Willem Hendrik Buiter was born on September 26, 1949, in The Hague, Netherlands. His father, Harm Buiter was an economist who worked for the trades’ union and had served as Mayor of Groningen. In 1962, Buiter was enrolled in the European School in Brussels, he received his European Baccalaureate from there in 1967. Following that, he enrolled in the University of Amsterdam, which he left a year later, after studying Political and Social Science. In 1968, he attended the Emmanuel College, Cambridge, and in 1971, he received his Bachelor’s degree in Economics and his B.A. with First-Class Honours. In 1972, he received his master’s degree in Economics, and later, in 1973 and his was awarded his M.Phil, that too, in Economics. In 1975, Buiter received his Ph.D. in economics at the Yale University. In 1979, his thesis “Temporary Equilibrium and Long-Run Equilibrium”, was published
He began his career in 1975, as the Assistant Professor of Economics and International Affairs at the Woodrow Wilson School of Princeton University. In 1976, he left Princeton for the post of an Economics lecturer at the London School of Economics and Political Science. In 1977, he was offered the post of a Research Associate in the Financial Markets and Monetary Economics Program of the National Bureau of Economic Research, he maintained this post till 2011. In 1980, he shifted to the University of Bristol as a professor of Economics.

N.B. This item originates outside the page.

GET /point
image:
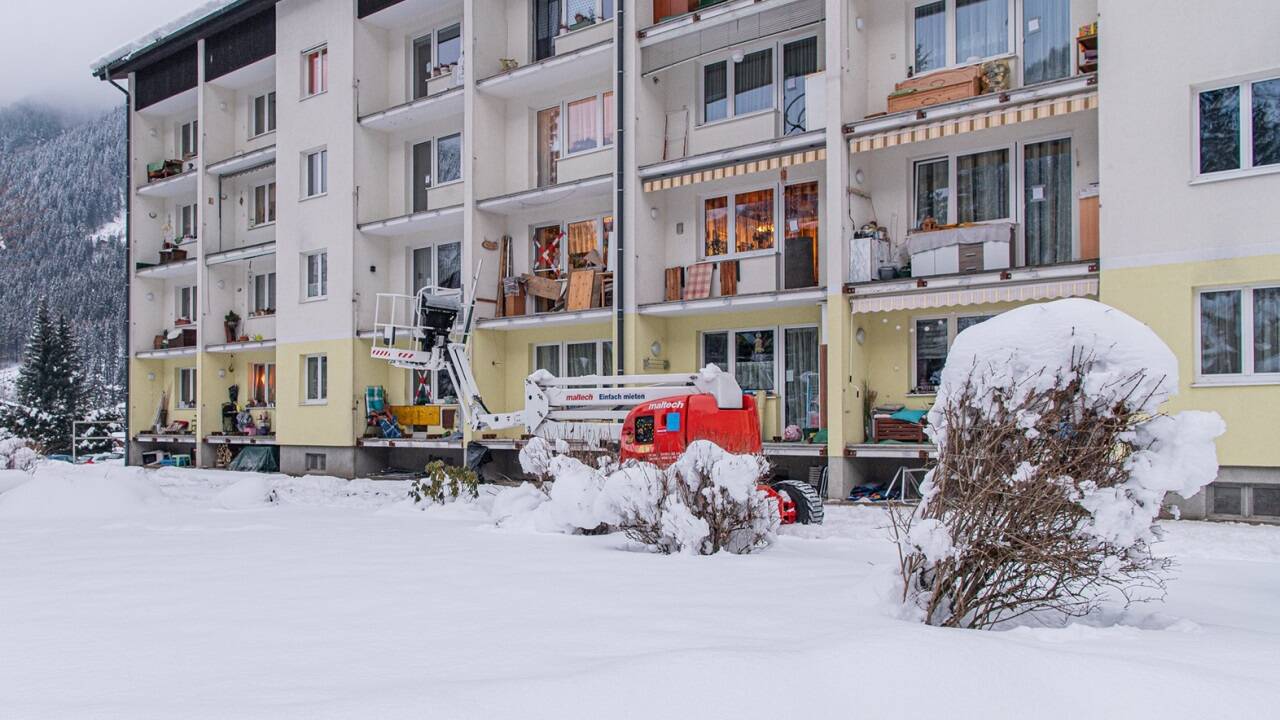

In 1982, Willem Buiter accepted the post of Cassel Professor of Economics at the London School of Economics with special reference to money and banking. However, in 1985, he left LSE once again to teach Economics at Yale. In 1989, he was made a correspondent of the Royal Netherlands Academy of Arts and Sciences. In 1994, he left USA upon accepting the position of a Fellow of Trinity College, Cambridge, and professor of International Macroeconomics at the University of Cambridge. In June 1997, he was made an external member of the Bank of England’s Monetary Policy, he maintained this position till 2000.
In June 2000, he was appointed the Chief Economist and Special Advisor to the President at the European Bank for Reconstruction and Development. In 2005, Buiter returned to teaching and began working as a professor of European Political Economy at the European Institute of the London School of Economics and Political Science. Meanwhile, Buiter also held the position of an International Advisor of Goldman Sachs International, a position he enjoyed till 2010. In 2010, he joined Citigroup as its Chief Economist.
Buiter has authored six books on international macroeconomics, including hugely celebrated economic journals such as International Macroeconomics, Principles of Budgetary and Financial Policy, Macroeconomic Theory and Stabilization Policy and Budgetary Policy, International and Intertemporal Trade in the Global Economy among others. He has also made several notable contributions to financial and economical journals, including the Financial Times.
Willem Buiter has been placed on the list of Top 100 Global Thinker by Foreign Policy, in 2009 and 2012. He has received numerous awards and honors such as the Honorary Doctorate from the University of Amsterdam “for his important contributions to macroeconomic research, monetary and macroeconomic policy and the public debate on these issues”, Mr N.G. Piersonpenning (the N.G. Pierson medal) and the CBE (Commander of the British Empire) for his ‘services to economics.’